22.11.2023

Kosteneinsparung und Wertschöpfung im Einkauf

Der RFX-Prozess im Detail

Der Vergabeprozess, insbesondere die Ausschreibung (RFQ, RFP) von Leistungen unter Wettbewerbsbedingungen wird allgemein als eine der Kernkompetenzen im Einkaufsumfeld gesehen. Eine zentrale Voraussetzung für die Erfüllung der Anforderungen des Kunden ist die exakte Beschreibung der Anforderungen und der dazugehörigen Qualitätskriterien. Nur so kann auch ein fairer Wettbewerb zwischen den Anbietern sichergestellt werden.

Der Schlüssel zur Durchführung eines guten Ausschreibungsprozesses liegt in der Kenntnis der Kalkulations- und Preisbildungsmechanismen des betrachteten Marktes. Nicht immer liegt in den fokussierten Warengruppen oder bei speziellen Produkten diese Expertise bereits vor. Doch auch in diesem Fall können wir uns der Werkzeuge des Einkaufs bedienen, um den Lieferantenmarkt besser verstehen zu lernen. (RFI)

  • 1. RFI – Request for Information

    Zu Beginn des Beschaffungsprozesses gilt es, die Anforderungen an zu beschaffende Services oder Produkte möglichst gut zu verstehen. In dieser Phase sollte auch schon eine Vorstellung des angestrebten Vertragskonstrukts und einer taktischen oder strategischen Lieferantenbeziehung entwickelt werden.

    Im Gegensatz zum RFQ besteht das Ziel des RFI darin, passende Lieferanten zu identifizieren. Daher sollten die Anforderungen sich nicht nur auf technische Spezifizierungen beschränken, sondern auch Aspekte der Unternehmenskultur berücksichtigen, um hochwertige Lieferanten zu identifizieren und zu qualifizieren.

    Die Qualifizierung potentieller Lieferanten kann dabei auf verschiedene Weise stattfinden, wie etwa durch das Einbeziehen aktueller oder ehemaliger Supplier, Marktrecherchen, oder selbstständig eingegangene Lieferantenangebote. Ein detaillierter Qualifikationsprozess kann sehr zeitintensiv sein, stellt aber sicher, dass die Anbieter im folgenden kommerziellen Bieterprozess alle Vorgaben erfüllen.

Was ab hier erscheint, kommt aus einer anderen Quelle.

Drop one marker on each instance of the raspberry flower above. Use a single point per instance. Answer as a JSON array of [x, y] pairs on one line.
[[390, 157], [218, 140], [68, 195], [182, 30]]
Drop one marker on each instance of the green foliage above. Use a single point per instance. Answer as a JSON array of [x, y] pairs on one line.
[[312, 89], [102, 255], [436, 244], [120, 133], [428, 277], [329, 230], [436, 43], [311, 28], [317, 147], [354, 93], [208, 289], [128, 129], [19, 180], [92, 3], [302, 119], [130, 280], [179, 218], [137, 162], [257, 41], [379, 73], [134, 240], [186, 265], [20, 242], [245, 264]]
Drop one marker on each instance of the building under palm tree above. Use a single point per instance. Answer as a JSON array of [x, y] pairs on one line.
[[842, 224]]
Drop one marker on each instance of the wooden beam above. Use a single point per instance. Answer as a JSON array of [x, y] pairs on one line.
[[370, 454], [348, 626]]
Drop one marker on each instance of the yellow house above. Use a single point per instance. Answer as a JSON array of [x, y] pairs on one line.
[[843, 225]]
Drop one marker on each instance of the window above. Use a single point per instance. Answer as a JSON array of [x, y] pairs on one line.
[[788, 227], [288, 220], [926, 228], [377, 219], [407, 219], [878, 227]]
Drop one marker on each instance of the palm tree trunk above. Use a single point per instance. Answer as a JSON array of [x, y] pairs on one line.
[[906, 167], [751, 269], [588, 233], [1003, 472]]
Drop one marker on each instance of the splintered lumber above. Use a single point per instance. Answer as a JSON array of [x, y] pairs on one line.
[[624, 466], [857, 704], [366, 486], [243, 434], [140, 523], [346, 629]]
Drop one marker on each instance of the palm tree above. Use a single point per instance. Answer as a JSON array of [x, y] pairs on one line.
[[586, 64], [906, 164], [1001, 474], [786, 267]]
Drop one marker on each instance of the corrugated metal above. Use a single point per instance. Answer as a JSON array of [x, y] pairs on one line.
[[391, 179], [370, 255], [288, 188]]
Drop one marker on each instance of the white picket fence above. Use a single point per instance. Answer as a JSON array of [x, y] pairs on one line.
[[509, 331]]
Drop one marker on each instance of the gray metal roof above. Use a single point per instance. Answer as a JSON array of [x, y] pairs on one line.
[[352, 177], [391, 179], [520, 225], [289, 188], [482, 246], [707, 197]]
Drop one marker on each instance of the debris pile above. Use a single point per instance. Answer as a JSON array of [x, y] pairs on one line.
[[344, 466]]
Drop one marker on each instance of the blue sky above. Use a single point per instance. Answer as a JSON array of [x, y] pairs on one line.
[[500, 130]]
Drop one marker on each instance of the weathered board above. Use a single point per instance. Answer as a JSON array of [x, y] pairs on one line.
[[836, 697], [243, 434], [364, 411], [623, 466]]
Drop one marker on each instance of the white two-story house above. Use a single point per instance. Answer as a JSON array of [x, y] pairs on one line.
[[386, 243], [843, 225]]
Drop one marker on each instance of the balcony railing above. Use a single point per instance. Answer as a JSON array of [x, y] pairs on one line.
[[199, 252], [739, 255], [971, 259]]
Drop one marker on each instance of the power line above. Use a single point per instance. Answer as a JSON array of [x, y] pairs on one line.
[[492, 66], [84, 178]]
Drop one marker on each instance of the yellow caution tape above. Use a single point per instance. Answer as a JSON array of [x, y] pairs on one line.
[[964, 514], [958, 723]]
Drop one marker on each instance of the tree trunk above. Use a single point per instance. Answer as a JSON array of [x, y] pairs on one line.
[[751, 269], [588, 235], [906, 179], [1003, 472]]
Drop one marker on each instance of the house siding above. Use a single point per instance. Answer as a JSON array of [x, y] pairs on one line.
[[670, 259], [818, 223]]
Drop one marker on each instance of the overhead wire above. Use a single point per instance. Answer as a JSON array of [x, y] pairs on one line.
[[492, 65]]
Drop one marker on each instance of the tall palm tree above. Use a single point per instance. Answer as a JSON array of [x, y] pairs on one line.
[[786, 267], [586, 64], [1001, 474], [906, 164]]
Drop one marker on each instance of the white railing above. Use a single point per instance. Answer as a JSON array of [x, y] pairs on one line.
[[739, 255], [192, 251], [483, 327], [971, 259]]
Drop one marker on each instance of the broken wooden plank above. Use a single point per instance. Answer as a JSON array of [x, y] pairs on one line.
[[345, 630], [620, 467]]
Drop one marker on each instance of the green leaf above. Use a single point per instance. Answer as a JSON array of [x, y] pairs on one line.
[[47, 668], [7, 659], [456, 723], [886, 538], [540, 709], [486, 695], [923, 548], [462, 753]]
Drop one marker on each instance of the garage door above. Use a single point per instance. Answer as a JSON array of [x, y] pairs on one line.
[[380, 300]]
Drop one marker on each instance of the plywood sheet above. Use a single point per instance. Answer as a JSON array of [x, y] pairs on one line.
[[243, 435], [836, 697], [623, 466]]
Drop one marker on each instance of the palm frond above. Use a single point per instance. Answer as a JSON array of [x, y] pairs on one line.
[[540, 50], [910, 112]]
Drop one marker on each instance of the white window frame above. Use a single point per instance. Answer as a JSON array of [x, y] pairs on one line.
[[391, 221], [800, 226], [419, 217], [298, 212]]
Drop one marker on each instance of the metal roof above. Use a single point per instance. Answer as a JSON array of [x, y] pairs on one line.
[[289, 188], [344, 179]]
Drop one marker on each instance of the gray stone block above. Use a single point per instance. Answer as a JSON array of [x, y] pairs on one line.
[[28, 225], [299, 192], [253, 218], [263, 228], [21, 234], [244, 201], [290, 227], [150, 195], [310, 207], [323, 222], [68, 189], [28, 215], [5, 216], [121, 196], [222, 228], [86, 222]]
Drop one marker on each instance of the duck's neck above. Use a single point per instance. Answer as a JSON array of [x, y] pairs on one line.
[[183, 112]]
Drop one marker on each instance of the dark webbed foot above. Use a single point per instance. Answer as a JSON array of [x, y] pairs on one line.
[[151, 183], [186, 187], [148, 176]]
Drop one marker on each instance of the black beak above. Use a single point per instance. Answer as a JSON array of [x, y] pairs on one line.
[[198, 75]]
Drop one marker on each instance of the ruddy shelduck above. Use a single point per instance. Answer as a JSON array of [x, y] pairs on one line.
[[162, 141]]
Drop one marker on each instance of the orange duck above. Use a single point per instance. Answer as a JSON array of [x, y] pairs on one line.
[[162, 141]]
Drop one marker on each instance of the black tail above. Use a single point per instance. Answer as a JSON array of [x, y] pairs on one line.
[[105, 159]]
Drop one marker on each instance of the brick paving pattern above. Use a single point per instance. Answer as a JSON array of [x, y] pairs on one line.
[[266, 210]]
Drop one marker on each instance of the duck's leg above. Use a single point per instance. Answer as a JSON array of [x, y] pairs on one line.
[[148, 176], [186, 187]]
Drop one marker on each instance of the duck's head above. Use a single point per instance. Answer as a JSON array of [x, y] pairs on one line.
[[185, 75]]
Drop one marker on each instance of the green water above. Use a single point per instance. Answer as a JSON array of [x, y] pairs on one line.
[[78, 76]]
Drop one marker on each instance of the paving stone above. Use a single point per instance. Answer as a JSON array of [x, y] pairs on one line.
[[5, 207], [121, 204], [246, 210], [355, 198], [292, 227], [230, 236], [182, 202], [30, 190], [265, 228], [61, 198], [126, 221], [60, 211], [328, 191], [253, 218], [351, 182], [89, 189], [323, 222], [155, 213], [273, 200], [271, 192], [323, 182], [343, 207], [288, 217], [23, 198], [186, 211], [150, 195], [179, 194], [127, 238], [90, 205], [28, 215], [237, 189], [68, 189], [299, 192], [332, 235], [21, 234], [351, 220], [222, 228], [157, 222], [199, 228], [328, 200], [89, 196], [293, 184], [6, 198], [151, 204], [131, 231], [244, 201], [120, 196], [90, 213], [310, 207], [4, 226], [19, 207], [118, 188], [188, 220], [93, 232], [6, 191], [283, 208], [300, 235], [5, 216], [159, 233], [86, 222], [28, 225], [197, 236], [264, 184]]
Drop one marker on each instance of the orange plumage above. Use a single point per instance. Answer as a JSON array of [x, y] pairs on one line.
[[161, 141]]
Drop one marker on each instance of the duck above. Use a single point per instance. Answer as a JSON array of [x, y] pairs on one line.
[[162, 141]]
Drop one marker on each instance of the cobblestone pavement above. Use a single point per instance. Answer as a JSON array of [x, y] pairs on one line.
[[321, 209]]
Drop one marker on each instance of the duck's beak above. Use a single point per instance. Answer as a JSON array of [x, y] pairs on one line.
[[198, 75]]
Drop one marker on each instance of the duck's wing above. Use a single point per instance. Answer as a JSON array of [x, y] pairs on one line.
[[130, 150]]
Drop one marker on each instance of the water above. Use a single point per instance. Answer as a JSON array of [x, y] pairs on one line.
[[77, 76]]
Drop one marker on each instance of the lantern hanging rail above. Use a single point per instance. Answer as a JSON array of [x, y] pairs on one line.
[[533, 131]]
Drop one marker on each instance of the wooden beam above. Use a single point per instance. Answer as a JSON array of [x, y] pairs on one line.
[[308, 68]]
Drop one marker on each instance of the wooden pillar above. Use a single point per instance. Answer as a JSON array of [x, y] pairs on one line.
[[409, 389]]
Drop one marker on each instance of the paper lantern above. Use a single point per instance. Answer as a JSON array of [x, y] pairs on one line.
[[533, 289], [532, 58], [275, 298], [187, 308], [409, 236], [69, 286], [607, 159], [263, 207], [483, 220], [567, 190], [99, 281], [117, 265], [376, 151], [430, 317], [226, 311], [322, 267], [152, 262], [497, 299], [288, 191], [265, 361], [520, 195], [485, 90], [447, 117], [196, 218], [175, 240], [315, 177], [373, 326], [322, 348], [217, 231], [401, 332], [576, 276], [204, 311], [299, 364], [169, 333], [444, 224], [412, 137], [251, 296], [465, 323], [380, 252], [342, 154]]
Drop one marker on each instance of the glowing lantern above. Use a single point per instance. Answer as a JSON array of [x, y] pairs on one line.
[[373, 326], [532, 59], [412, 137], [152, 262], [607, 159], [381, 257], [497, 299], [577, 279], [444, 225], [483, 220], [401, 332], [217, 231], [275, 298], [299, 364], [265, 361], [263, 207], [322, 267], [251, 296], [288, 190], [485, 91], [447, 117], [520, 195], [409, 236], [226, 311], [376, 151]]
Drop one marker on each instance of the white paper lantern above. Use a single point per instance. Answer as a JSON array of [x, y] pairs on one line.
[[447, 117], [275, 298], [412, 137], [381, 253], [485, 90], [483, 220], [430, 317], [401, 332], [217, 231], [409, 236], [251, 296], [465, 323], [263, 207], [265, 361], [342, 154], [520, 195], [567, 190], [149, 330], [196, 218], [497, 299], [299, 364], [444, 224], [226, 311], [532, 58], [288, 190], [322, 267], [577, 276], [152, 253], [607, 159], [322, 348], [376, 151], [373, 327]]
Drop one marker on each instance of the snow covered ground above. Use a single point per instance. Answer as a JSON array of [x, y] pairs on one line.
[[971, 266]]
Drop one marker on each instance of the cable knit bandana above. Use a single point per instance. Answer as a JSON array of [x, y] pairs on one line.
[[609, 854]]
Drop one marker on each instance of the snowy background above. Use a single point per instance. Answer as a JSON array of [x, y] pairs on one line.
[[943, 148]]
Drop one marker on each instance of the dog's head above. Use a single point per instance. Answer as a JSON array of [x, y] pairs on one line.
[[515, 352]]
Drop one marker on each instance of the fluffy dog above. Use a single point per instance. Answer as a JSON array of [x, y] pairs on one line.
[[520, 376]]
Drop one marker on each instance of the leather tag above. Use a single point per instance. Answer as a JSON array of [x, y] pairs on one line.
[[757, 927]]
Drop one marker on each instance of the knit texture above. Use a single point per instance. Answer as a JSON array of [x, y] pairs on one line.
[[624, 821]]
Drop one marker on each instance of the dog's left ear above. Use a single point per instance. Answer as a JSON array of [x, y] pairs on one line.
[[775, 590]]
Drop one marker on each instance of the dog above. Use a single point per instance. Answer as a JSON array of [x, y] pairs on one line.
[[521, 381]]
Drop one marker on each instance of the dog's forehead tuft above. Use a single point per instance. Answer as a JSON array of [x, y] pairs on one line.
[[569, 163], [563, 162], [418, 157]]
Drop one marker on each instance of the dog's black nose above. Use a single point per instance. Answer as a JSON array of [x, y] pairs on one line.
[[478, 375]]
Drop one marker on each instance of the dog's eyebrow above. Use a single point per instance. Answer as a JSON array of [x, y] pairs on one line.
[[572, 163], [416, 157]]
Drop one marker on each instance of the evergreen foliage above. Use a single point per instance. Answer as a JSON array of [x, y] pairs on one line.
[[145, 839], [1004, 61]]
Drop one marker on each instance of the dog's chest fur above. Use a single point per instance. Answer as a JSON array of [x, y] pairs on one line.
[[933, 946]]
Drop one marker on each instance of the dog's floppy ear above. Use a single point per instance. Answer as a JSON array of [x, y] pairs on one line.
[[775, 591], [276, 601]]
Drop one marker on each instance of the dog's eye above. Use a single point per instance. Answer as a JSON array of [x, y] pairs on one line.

    Den Zeitaufwand zu Beginn des Prozesses auf sich zu nehmen, führt zu einer Zeitersparnis in späteren Phasen des Prozesses, in denen man sich somit nur noch auf die Verhandlung finaler Vertragsbedingungen fokussieren kann. Das Ergebnis des Qualifizierungsprozesses sollte eine Shortlist von 3 bis 5 Anbietern sein, welche im kommerziellen Bieterprozess in Wettbewerb treten.

  • 2. RFP – Request for Proposal

    Der Request for Proposal ist im Sprachgebrauch von Einkaufsbeteiligten meist nicht klar vom RFQ – Request for Quotation abgetrennt. In einem 3- Stufigen Prozess (RFI – RFP- RFQ) werden in dieser Phase erste kommerzielle Angebote der Shortlisted Supplier auf Basis der Kommunikation im Rahmen des RFI und ergänzenden Leistungsbeschreibungen (z.B. SLA´s – Service-Level-Agreements) eingeholt, bei denen die Zustimmung des Lieferanten für ein Zustandekommen eines Vertrages notwendig ist.

    Ein RFX-Prozess mit dem RFQ- vorgelagerten RFP-Prozess bietet die Möglichkeit gewünschte Innovationen der Bieter in der finalen Anforderungsmatrix und somit im kommerziellen Bieterwettbewerb zu integrieren und die Prozesse der Preisbildung noch besser verstehen und berücksichtigen zu können.

    Für die Lieferanten bietet dieser Prozess die Möglichkeit, ihre Fähigkeiten zur Kostenreduktion und Produktoptimierung unter Beweis zu stellen. Für den Fall, dass von mehreren Lieferanten unterschiedliche Produktvarianten vorgestellt werden, ist es für den Einkäufer notwendig, genauere Angaben zu diesen Variationen zu erhalten. Nur so kann er sich anschließend unter Berücksichtigung der Umsetzbarkeit für die beste Variante entscheiden.

    Wichtig bei unterschiedlichen Produktspezifikationen ist auch, dass die Anforderungen der Bedarfsträger sich tatsächlich an den Anforderungen des eigenen Unternehmens und nicht an den Spezifikationen eines Lieferanten orientieren. Falls es sich um die Neu-Ausschreibung eines bereits bezogenen Produkts handelt, sollte auch der mögliche Aufwand eines Wechsels berücksichtigt werden. Gerne wird dieser aber auch als Pauschalargument gegen eine aufwändige, aber sinnvolle Kostenoptimierung verwendet.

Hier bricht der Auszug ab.